Covid-19 crisis also an opportunity for FinTechs, says BCG

14 July 2020 Consultancy.eu

While Covid-19 has brought its share of challenges for the global financial technology (FinTech) sector, a new report by Boston Consulting Group (BCG) highlights how the crisis could be an opportunity for the segment.

Most FinTechs came up post the last financial crisis in 2008/2009, which makes the current Covid-19 crisis their first global economic crisis. Prior to Covid-19, FinTech was among the fastest growing economic segments in industry, drawing vast pools of funding across the international market.

In fact, the FinTech sector was reaching a level of maturity last year, characterised by lower frequency but higher value activity. No doubt, the Covid-19 crisis and the accompanying economic conditions have changed the outlook dramatically. FinTech is an umbrella term that covers a wide variety of businesses, although each sub-cluster appears to have been hit hard in some way or the other.

For instance, there are the payment FinTech’s, which were gaining tremendous traction before the crisis, to the extent that they were challenging the payments market share of incumbent banks across the globe. Now, consumer activity is at an unprecedented low, which has dramatically reduced payment activity. On the other hand, online payments are going to become central as consumer activity picks up again, which puts this segment in a strong position for the medium and long term.

Total equity funding by value and number of deals

In a similar position are FinTech lenders. Once the economy enters the rebuilding phase, lending will see a boom. In this phase, the flexibility offered by FinTechs is likely to be a driver of their popularity in the lending space. While this is a risky competitive advantage to have, it could ostensibly boost FinTech lending activity in the near future. For now, however, high-risk markets across the world are causing a severe dip in lending volume.

Then there are the FinTechs that operate in the accounts & saving space. BCG uses Neobanks as an example of how this segment was also on the rise before the crisis. However, the crisis has exposed the trust deficit that consumers have in FinTech accounts, with many preferring traditional institutions to house most of their savings. The number of new accounts is drying up as a result.

That being said, FinTech accounts & savings players tend to specialise in high standards of customer experience. As the user moves online for most transactions, these companies can build loyalty among their existing users, paving the way for a stronger foundation in the post-crisis scenario.
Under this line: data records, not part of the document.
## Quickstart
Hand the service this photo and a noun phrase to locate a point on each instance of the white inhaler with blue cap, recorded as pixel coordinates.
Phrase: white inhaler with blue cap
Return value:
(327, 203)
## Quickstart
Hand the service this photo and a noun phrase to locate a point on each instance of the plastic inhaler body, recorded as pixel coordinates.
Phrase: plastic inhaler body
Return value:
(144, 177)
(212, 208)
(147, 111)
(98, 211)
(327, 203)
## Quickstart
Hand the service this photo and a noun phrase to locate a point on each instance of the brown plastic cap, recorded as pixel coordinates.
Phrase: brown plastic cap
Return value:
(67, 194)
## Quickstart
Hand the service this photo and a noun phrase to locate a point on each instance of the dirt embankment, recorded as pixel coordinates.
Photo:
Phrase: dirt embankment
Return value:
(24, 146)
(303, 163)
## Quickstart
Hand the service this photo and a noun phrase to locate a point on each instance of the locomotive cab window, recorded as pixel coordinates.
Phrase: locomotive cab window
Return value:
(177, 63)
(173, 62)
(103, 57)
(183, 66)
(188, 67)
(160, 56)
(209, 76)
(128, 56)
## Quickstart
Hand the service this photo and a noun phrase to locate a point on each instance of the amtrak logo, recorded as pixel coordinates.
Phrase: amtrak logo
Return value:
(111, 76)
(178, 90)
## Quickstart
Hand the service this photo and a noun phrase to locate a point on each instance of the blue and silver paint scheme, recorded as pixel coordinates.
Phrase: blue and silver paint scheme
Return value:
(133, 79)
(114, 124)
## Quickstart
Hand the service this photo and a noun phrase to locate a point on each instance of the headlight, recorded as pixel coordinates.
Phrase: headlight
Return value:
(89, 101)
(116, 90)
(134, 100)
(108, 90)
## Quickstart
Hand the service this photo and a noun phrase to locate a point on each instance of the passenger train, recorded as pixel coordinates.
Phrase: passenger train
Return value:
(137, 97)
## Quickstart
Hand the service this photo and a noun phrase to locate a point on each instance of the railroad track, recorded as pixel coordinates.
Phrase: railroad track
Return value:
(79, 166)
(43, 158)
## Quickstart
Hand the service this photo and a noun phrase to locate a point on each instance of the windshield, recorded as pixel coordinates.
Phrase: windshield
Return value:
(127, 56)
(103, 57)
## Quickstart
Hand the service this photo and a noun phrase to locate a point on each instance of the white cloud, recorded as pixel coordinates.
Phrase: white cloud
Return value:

Expected near term impact on FinTech sub-clusters

The shaky global market has also put a dent in trading and investment activity, directly affecting the value proposition for trading & investment FinTechs. On the other hand, digital channels are the only remaining option for brokerage and retail activity, signaling a boom for brokerage FinTechs. In fact, BCG reports that retail brokerage FinTechs reached an ‘all-time high’ in activity during the start of the crisis, to the extent that some applications have malfunctioned under the heavy activity load.

Lastly, there are the technology & support companies to the FinTech sector, which saw an uptick in activity in the immediate wake of the crisis, but might see their own curve flatten in the medium term as third-party tech spending is dampened. Nevertheless, these businesses will scarcely fall out of relevance, as tech support is likely to be a constant need.

On the whole, every immediate challenge being faced by FinTechs is accompanied by an opportunity, according to BCG’s experts. These companies are built to be agile and adaptable, making them ideally suited to reorient and bounce back in the wake of the crisis.

“As long as FinTechs shore up their risk profile, continually work on customer satisfaction and constantly explore new opportunities, they will remain strong for the foreseeable future,” concluded BCG.